对不同条件下强激光在空气中形成等离子体通道的三次谐波光谱特性进行了研究。单脉冲能量12mJ,脉宽30 fs,重复频率10 Hz,中心波长795 nm的飞秒激光脉冲经0.5 m焦距的凹面镜聚焦,在空气中形成了等离子体通道,并在前向观测到谱线半峰全宽(FWHM)为15 nm的三次谐波。随着脉冲啁啾的变化,三次谐波的光谱出现红移或兰移,当激光脉冲附带+1.3×105fs2的二阶色散时,三次谐波谱线红移且谱峰强度增长了两倍。同时,通过改变可编程声光色散滤波器(AOPDF)光谱调制的位置(Hole position),三次谐波的光谱也发生频移。

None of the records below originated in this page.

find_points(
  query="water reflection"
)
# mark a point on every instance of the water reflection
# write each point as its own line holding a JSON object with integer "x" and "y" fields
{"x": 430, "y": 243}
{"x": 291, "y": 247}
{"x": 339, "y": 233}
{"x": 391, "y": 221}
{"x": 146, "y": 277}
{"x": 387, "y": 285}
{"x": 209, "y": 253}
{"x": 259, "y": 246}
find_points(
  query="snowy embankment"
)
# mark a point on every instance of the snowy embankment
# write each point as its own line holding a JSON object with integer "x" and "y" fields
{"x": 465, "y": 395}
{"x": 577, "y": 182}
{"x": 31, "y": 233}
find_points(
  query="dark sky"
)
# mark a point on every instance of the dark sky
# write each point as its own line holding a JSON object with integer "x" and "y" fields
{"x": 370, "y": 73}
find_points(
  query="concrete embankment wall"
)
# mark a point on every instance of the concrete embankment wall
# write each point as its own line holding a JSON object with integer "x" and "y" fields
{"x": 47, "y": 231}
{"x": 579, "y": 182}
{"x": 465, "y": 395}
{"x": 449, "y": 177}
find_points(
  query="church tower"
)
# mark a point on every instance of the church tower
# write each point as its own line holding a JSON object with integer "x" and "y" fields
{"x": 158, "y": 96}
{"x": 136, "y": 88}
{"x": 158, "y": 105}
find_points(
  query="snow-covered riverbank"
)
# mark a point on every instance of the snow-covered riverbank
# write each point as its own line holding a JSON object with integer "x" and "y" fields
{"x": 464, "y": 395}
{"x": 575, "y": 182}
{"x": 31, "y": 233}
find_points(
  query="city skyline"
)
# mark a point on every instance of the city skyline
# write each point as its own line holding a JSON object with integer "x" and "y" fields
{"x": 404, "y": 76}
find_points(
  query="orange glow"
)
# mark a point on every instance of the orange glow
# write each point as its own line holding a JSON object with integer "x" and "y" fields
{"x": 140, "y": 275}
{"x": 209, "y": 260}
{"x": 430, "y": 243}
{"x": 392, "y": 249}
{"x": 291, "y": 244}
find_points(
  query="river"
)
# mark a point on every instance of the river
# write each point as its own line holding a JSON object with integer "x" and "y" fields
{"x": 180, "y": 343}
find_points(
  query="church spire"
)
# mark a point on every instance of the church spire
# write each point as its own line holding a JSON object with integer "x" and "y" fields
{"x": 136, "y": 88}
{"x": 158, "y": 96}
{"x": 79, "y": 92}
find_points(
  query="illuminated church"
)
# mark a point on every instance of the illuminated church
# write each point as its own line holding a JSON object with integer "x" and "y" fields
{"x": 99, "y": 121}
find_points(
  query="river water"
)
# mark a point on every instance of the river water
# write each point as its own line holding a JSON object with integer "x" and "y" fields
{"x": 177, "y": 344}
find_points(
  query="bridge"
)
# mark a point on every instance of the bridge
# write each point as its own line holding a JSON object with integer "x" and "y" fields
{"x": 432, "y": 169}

The authors observed the spectrum of third-order harmonic （TH） emission of the plasma channel in atmosphere by focused ultra-short laser pulses under various conditions. The authors used pulsed Ti： sapphire chirped pulse amplification （CPA） femtosecond laser system, with the central wavelength at 795 nm, repetition rate of 10 Hz, pulse duration of 30 fs and the pulse energy of 12 mJ, focused by a concave mirror with the focal length of 0. 5 m, which can generate about 10t3 W · cm^-2 of power intensity. Under this condition, the dynamic balance between nonlinear Kerr self-focusing and plasma defocusing can support a long plasma channel in the interaction of the high intense laser pulses and gaseous media, and the interaction length between the laser pulse and air is greatly elongated, which is helpful to generating third-order harmonic emission. The full width at half maximum （FWHM） of the generated third-order harmonic spectrum is 15 nm with the central wavelength at 265 nm in the forward direction. The spectra of third-order harmonic emission red shift when the laser pulse is positive chirped. On the contrary, the spectra of third-order harmonic emission blue shift when the laser pulse is negative chirped. Proper dispersion can increase the intensity of third-order harmonic spectrum peak and sharped the spectrum peak. With the group velocity dispersion （GVD） of the pulses equal to -1.3 × 10^5 fs^2 , the peak of third-order harmonic spectrum red shifts and the group velocity dispersion of laser pulses equals to zero fs^2. The experiment shows that the rising wing of pulses can obtain higher third-order harmonic conversion efficiency than the falling edge of the pulses. In addition, acoustic-optic programmable dispersive filter （AOPDF） in the laser system can control the spectrum shape of the laser. Changing the hole position of acoustic-optic programmable dispersive filter can also shift the spectrum shape of third-order harmonic emission in a certain range. Studies on spectral characteristics of the third-order harmonic emission in plasma channels at atmosphere are very useful to developing the technology of tuning the radiation in generation of ultraviolet or even soft X-ray domain.